Retrieval-Based Interleaved Visual Chain-of-Thought in Real-World Driving Scenarios
Charles Corbière, Simon Roburin, Syrielle Montariol, Antoine Bosselut, Alexandre Alahi
TL;DR
This work probes visual reasoning capabilities in vision-language models within real-world driving scenarios by introducing DrivingVQA, a dataset with expert explanations and bounding-box grounded entities. It then presents RIV-CoT, a retrieval-based interleaved visual chain-of-thought prompting method that grounds reasoning in retrieved image crops of relevant entities.
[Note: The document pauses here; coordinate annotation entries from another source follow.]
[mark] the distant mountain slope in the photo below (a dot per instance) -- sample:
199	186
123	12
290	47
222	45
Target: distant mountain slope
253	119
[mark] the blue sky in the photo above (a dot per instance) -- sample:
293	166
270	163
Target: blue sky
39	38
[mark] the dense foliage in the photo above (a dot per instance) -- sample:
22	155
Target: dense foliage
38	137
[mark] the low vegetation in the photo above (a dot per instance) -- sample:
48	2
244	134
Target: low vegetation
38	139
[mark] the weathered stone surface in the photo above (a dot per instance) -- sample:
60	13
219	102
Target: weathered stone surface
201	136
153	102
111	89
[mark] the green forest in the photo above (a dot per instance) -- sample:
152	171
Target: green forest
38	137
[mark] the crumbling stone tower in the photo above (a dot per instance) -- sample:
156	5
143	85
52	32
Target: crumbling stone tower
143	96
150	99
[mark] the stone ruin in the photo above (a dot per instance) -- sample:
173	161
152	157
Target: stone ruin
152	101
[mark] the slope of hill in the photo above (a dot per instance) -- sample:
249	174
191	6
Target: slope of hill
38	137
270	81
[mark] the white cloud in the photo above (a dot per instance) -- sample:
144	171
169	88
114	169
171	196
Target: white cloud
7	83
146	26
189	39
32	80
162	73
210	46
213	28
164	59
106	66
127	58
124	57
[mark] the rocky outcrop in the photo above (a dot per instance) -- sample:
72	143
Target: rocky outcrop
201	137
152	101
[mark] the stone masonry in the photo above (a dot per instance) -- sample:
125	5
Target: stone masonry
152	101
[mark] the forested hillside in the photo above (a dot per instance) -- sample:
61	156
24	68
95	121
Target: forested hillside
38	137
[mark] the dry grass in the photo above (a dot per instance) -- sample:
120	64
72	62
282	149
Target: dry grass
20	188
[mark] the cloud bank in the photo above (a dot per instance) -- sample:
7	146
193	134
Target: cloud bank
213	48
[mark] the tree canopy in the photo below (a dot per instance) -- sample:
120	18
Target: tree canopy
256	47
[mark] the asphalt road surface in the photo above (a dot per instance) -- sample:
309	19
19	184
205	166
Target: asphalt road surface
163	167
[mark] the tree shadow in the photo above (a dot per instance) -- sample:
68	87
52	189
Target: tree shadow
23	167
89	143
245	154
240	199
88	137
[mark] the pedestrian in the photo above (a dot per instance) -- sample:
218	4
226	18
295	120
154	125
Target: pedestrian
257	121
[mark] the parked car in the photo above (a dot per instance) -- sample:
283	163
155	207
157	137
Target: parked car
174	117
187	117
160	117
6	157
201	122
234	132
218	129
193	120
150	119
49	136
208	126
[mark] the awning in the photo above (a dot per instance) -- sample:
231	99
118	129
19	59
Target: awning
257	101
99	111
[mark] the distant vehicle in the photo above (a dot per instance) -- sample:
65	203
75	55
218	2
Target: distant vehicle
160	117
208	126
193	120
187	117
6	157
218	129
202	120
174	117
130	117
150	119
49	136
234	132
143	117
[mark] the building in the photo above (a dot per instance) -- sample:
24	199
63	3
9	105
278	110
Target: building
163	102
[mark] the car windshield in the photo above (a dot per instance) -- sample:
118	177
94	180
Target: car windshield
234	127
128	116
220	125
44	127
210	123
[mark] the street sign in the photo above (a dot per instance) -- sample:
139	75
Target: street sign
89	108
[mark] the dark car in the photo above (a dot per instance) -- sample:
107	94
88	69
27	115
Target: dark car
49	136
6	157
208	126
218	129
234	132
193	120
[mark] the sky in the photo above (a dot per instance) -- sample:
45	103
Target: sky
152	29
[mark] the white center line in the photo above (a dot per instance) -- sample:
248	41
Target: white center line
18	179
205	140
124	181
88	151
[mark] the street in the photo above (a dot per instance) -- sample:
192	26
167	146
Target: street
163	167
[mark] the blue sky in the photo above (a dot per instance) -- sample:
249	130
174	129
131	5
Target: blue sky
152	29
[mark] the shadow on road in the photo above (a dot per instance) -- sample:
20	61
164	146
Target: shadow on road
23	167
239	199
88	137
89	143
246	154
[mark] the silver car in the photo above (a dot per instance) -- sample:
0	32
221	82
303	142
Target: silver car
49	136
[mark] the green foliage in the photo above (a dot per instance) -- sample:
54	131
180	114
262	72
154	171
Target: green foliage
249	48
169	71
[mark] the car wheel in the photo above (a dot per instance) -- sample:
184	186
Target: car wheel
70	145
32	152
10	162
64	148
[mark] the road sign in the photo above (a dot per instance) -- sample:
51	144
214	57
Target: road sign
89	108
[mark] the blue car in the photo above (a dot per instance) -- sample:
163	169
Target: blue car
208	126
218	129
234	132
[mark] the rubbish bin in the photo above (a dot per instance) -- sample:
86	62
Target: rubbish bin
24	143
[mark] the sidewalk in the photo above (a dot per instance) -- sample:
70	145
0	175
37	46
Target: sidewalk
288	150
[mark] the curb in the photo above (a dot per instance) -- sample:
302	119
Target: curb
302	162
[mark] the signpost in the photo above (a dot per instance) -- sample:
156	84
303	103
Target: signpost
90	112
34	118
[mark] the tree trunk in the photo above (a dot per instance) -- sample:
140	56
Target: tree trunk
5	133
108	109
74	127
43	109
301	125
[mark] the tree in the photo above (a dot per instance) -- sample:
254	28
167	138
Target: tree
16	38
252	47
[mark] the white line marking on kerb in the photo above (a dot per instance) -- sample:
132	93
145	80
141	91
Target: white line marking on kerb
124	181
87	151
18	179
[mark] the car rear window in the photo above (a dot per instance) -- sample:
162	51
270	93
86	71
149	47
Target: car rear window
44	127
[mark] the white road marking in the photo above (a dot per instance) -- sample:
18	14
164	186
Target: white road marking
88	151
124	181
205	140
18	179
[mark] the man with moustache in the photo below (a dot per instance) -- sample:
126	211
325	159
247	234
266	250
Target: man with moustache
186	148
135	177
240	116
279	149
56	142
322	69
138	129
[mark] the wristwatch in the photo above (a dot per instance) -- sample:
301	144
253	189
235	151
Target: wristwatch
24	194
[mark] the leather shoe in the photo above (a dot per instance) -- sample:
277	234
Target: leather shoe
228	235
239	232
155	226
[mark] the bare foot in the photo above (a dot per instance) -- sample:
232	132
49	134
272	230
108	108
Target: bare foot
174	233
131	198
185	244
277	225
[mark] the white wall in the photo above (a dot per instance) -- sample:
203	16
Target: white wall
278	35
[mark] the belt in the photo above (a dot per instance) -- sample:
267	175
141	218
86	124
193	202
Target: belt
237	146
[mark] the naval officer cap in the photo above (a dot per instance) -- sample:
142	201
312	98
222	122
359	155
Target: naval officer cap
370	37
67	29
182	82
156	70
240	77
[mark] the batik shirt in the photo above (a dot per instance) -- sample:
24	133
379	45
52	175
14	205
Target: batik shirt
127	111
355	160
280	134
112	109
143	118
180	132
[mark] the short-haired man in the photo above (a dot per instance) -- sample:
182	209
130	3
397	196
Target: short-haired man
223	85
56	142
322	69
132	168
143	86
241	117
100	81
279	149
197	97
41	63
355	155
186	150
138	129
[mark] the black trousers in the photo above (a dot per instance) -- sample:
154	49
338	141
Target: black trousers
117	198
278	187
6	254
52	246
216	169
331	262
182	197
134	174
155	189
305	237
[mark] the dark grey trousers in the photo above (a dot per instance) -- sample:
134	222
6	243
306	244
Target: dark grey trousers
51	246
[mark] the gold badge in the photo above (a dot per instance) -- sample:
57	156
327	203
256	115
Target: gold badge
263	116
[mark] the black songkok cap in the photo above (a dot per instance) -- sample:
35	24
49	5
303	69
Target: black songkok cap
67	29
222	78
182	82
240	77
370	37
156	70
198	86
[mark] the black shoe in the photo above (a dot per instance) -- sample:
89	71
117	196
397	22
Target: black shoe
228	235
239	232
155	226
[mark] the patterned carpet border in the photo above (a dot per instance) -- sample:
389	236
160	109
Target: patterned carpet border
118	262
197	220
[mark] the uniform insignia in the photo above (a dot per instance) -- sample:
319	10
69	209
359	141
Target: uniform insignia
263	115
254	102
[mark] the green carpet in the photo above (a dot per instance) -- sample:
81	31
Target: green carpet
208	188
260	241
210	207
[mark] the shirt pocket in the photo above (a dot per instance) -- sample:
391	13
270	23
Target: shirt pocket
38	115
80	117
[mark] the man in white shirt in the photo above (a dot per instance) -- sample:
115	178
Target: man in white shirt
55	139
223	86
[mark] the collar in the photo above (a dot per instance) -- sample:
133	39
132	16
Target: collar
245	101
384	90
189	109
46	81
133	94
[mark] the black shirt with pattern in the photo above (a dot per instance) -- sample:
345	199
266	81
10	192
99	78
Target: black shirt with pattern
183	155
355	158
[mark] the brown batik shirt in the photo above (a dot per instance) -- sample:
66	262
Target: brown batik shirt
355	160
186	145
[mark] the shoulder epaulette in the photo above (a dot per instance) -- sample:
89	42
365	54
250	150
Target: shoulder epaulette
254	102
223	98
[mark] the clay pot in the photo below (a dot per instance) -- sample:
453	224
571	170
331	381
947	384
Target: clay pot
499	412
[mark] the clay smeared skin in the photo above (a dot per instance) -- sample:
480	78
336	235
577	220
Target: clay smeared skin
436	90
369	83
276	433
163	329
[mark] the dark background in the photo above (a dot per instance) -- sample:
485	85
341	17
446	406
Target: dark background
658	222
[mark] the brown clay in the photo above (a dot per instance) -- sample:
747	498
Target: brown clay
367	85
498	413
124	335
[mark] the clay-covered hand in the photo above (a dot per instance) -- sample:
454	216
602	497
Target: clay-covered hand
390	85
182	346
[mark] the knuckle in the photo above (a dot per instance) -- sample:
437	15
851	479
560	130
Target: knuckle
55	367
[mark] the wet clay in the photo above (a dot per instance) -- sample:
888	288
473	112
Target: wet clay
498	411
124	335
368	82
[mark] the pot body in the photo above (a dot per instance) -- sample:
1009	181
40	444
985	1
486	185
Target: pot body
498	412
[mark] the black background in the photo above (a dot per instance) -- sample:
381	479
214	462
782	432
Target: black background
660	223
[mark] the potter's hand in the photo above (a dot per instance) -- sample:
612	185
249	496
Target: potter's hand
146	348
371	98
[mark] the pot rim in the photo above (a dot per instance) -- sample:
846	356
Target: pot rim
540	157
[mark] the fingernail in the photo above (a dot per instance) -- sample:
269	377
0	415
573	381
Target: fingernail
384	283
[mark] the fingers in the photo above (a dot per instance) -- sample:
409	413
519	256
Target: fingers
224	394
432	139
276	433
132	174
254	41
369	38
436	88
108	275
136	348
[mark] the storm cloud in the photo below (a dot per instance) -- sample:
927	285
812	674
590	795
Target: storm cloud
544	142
Experiments show that RIV-CoT improves both answer accuracy and reasoning correctness over vanilla CoT and scales to larger datasets like A-OKVQA using automatically generated pseudo-labels. The results underscore the value of explicit visual grounding and crop-based reasoning for complex multimodal tasks and point to scalable pathways for applying grounded CoT in broader domains.
Abstract
While chain-of-thought (CoT) prompting improves reasoning in large language models, its effectiveness in vision-language models (VLMs) remains limited due to over-reliance on textual cues and memorized knowledge. To investigate the visual reasoning capabilities of VLMs in complex real-world scenarios, we introduce DrivingVQA, a visual question answering dataset derived from driving theory exams, which contains 3,931 multiple-choice problems with expert-written explanations and grounded entities relevant to the reasoning process. Leveraging this dataset, we propose RIV-CoT, a Retrieval-Based Interleaved Visual Chain-of-Thought method that enables VLMs to reason using visual crops corresponding to these relevant entities. Our experiments demonstrate that RIV-CoT improves answer accuracy by 3.1% and reasoning accuracy by 4.6% over vanilla CoT prompting. Furthermore, we demonstrate that our method effectively scales to the larger A-OKVQA reasoning dataset by leveraging automatically generated pseudo-labels, outperforming CoT prompting.